Il “Libro bianco” parte da un dato di fatto: una parte consistente del territorio italiano è montano. Lo studio analizza queste aree per le risorse che offrono, come acqua, ambiente ecologico e foreste, e mette in luce le difficoltà che affrontano. «Le montagne sono aree ricche – il 46% dei Comuni montani italiani produce Dop e Igp –, ma indebolite dalle scelte di governo, dato che i centri di potere si trovano in pianura e nelle grandi città», ha spiegato Giorgi.
Uno dei fenomeni più preoccupanti evidenziati dal rapporto è lo spopolamento. Negli ultimi dieci anni, i Comuni montani hanno perso il 5% della popolazione, mentre nei Comuni non montani il calo si è fermato all’1,3%. L’indice di vecchiaia nei territori montani è del 215,6, superiore al 184 registrato nelle aree non montane. Fa eccezione il Trentino-Alto Adige, dove la popolazione è in crescita.
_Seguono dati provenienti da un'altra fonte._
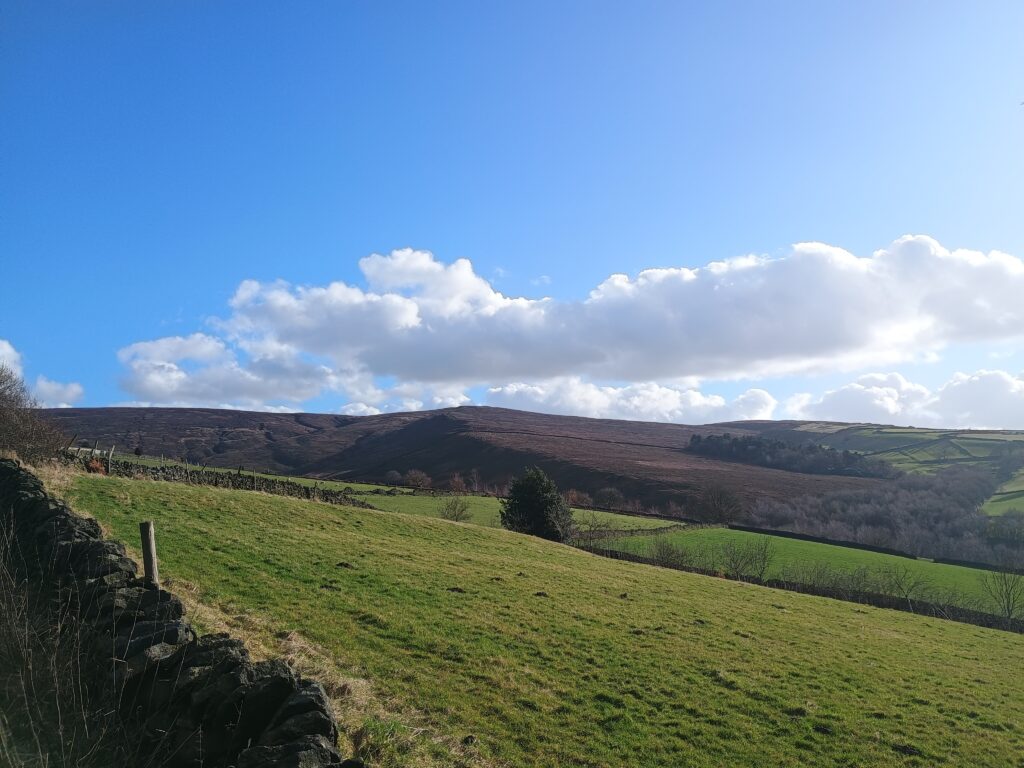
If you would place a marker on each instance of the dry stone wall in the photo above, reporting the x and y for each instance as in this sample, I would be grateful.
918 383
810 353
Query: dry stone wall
193 701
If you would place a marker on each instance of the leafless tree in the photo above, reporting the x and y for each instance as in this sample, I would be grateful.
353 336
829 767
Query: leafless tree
23 429
417 478
455 508
719 504
1006 591
904 583
670 555
749 559
590 526
457 484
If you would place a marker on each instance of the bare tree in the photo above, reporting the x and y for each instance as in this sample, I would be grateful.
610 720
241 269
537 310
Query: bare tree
417 478
457 484
1006 591
23 429
719 504
670 555
904 583
590 526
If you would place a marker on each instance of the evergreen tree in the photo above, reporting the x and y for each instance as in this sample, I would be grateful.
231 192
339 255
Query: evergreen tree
535 506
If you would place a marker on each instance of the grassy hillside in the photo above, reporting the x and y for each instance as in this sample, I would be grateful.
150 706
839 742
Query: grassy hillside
485 510
792 552
547 655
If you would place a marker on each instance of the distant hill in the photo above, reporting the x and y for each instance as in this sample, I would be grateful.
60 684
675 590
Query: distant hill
645 461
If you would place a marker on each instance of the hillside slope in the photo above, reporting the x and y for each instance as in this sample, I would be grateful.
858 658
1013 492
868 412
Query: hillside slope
517 651
643 460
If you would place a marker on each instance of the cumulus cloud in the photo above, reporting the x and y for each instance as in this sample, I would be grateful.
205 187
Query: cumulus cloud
165 372
433 330
641 401
49 393
816 307
984 399
10 356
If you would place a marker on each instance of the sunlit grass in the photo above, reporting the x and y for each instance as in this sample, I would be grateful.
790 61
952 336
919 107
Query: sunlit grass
547 655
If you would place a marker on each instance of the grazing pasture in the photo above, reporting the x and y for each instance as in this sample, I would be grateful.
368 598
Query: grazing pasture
791 555
499 649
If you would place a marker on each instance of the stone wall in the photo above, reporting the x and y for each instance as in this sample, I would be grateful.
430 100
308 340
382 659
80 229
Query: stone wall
193 701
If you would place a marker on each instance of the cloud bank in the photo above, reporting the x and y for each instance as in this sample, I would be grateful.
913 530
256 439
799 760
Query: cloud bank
422 333
992 399
49 393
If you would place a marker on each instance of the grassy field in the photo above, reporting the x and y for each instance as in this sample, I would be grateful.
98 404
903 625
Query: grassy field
926 450
792 552
1010 496
550 656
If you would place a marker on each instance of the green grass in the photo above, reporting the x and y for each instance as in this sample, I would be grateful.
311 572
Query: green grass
932 450
1010 496
613 665
793 552
483 510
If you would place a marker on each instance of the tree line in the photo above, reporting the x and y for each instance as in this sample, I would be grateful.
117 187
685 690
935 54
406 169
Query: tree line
937 515
807 458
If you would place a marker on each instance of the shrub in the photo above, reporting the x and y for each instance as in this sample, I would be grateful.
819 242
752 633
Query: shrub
417 478
457 484
609 499
535 506
23 429
455 508
719 504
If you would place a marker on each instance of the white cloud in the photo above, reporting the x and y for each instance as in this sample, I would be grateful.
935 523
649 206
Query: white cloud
164 372
816 308
49 393
358 409
433 330
10 356
984 399
641 401
57 394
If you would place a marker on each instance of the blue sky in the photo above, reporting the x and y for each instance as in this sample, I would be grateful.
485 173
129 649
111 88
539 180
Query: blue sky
155 156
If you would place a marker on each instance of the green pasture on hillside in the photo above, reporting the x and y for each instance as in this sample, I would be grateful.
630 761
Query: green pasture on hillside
548 655
1009 497
793 552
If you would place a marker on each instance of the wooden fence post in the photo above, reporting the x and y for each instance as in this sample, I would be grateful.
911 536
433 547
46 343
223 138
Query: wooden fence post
150 553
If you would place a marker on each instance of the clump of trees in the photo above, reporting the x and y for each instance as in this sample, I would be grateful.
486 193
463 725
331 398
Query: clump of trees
23 429
535 506
455 508
937 515
742 560
417 478
808 458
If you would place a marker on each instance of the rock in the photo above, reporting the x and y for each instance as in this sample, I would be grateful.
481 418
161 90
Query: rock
313 752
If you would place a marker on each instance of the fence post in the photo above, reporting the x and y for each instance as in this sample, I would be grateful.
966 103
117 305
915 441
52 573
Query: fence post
150 553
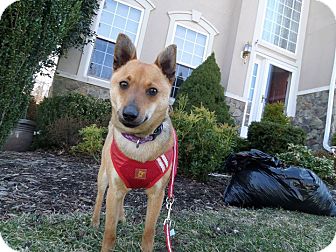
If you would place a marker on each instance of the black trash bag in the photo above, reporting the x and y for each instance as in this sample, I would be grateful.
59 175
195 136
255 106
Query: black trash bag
292 188
250 159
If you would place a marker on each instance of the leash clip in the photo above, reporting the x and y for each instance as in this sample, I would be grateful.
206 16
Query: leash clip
169 206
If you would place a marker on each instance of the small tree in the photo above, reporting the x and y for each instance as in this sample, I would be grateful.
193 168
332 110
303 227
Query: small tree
32 31
203 88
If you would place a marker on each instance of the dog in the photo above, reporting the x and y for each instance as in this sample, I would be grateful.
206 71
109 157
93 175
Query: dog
140 133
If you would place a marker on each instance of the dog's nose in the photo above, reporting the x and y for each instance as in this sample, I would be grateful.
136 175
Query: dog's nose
130 113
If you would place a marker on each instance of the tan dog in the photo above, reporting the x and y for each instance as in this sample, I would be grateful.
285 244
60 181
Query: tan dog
140 102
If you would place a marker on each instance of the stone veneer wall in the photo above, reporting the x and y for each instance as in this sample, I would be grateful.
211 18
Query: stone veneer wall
63 85
311 114
236 110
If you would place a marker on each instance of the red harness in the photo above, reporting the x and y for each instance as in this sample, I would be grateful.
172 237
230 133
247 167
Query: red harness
144 175
140 175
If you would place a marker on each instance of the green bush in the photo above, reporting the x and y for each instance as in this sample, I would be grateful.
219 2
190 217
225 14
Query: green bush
300 155
203 144
53 118
204 89
273 137
92 141
61 134
33 33
274 112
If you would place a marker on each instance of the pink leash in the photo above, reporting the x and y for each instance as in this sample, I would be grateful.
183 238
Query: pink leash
170 197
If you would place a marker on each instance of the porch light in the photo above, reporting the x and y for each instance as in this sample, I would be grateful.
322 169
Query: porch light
246 51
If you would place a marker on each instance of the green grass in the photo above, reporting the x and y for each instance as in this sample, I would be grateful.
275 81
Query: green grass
230 229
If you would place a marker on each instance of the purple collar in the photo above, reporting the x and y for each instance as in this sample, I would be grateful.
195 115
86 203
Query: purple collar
142 140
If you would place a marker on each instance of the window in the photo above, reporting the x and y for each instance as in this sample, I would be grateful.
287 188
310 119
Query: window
115 18
251 94
190 53
281 24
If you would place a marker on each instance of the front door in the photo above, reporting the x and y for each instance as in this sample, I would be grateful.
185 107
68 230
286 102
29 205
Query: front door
270 81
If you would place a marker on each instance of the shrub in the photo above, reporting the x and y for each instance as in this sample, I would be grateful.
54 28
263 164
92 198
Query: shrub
333 140
204 89
92 141
203 144
300 155
273 137
64 133
33 32
274 112
56 111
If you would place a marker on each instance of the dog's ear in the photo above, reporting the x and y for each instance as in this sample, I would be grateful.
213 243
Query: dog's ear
124 51
166 61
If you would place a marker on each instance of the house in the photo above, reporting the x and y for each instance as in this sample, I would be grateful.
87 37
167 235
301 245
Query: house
268 51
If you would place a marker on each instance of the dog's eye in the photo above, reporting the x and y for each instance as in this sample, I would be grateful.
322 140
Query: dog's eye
123 84
152 91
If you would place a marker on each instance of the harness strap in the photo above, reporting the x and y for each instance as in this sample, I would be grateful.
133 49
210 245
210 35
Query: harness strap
170 196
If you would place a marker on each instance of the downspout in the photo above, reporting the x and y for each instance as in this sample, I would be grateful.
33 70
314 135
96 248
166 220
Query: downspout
330 108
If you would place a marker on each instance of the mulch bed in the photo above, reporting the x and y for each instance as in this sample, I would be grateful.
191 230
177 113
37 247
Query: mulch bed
44 183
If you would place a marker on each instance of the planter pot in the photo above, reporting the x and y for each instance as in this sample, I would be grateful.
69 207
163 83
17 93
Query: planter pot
21 137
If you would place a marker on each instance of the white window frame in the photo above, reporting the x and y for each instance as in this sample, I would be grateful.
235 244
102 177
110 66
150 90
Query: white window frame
194 16
268 47
182 18
282 58
205 55
82 74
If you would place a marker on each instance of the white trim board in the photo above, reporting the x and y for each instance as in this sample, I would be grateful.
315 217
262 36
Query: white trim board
86 79
236 97
313 90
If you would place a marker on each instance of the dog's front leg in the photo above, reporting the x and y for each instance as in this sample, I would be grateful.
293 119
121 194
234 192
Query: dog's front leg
155 199
113 201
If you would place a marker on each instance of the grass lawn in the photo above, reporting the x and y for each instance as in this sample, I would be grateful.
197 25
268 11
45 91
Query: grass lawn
230 229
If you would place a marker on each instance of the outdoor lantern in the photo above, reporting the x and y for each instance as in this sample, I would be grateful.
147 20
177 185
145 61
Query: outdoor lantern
246 51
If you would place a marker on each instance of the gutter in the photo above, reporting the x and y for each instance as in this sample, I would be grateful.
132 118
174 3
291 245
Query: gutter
330 109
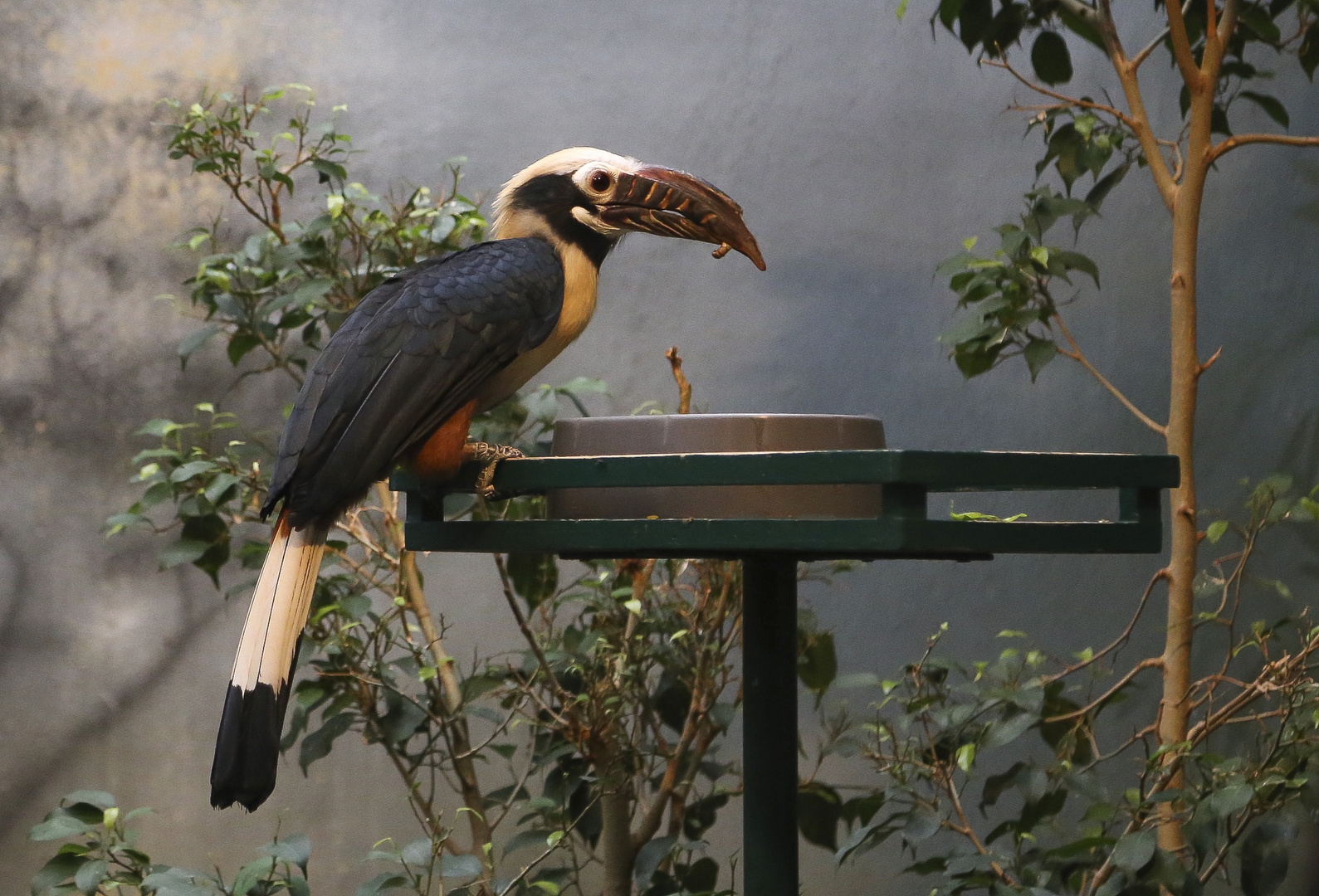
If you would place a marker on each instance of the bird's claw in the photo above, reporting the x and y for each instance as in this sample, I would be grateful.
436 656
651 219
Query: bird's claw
490 455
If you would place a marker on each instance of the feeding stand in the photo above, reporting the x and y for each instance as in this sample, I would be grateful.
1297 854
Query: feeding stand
728 486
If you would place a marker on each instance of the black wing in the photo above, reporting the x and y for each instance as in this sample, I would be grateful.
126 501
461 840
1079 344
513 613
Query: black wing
412 353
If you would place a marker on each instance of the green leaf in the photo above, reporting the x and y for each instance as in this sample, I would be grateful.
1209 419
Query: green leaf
1271 105
240 344
383 882
418 853
320 742
56 871
535 576
219 485
295 849
1077 261
535 837
1135 850
1309 51
1050 58
1081 27
459 866
178 882
817 660
1038 352
649 858
996 784
1258 20
89 876
190 470
1265 857
818 812
252 873
1215 531
974 20
183 551
921 825
1229 800
57 826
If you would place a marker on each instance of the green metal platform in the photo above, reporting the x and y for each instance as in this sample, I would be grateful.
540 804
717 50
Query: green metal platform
770 548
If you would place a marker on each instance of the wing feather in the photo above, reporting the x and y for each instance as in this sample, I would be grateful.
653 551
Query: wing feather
416 349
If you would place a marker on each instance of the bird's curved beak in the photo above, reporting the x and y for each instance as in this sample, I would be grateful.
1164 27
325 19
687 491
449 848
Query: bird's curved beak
674 203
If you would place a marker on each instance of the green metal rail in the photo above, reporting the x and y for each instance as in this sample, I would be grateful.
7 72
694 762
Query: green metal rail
769 550
901 530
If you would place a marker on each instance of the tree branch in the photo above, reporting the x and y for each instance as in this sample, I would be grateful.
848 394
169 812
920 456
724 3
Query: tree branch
1062 98
1225 147
1182 45
1153 45
1075 355
1149 663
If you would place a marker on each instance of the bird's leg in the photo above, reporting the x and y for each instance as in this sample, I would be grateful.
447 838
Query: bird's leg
488 455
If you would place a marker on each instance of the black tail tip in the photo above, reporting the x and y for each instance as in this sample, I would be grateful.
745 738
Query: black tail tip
247 747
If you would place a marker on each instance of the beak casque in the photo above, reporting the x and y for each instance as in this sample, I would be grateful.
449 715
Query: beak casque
674 203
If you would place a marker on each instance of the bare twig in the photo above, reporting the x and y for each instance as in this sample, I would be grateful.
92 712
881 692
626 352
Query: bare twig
1070 100
1242 140
681 378
1075 355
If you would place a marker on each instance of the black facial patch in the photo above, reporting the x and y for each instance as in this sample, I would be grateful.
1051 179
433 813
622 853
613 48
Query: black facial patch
553 197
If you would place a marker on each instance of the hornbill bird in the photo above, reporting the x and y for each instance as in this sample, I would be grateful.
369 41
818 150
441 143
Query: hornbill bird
401 378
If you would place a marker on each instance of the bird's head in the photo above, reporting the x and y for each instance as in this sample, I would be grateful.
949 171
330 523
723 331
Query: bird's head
589 198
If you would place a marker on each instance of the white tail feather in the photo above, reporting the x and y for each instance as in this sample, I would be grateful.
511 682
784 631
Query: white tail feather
280 606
Secondo Giorgi, la chiave del successo del Trentino-Alto Adige sta nell’adozione di “strumenti sartoriali” per il governo della montagna. «Oggi sono necessarie politiche regionali o addirittura iperlocali che consentano alla montagna di esprimersi. Non è una questione di risorse, perché le terre alte non hanno bisogno di assistenzialismo».
L’agricoltura può avere un ruolo centrale nel contrastare l’abbandono del territorio, a condizione che si punti su aggregazione, diversificazione, tecnologia, innovazione e formazione. Tuttavia, per rendere competitiva l’agricoltura in montagna, servono politiche economiche adeguate. «Bisogna pagare quella quota in più che serve – ha concluso Giorgi –. I supporti vanno dati non sulla base della superficie, ma su quanto è necessario alla montagna, dove l’agricoltura è diversa dalla pianura».
Ancora una volta, quindi, l’approccio personalizzato alle politiche per la montagna si rivela essenziale per garantirne la vitalità e lo sviluppo sostenibile.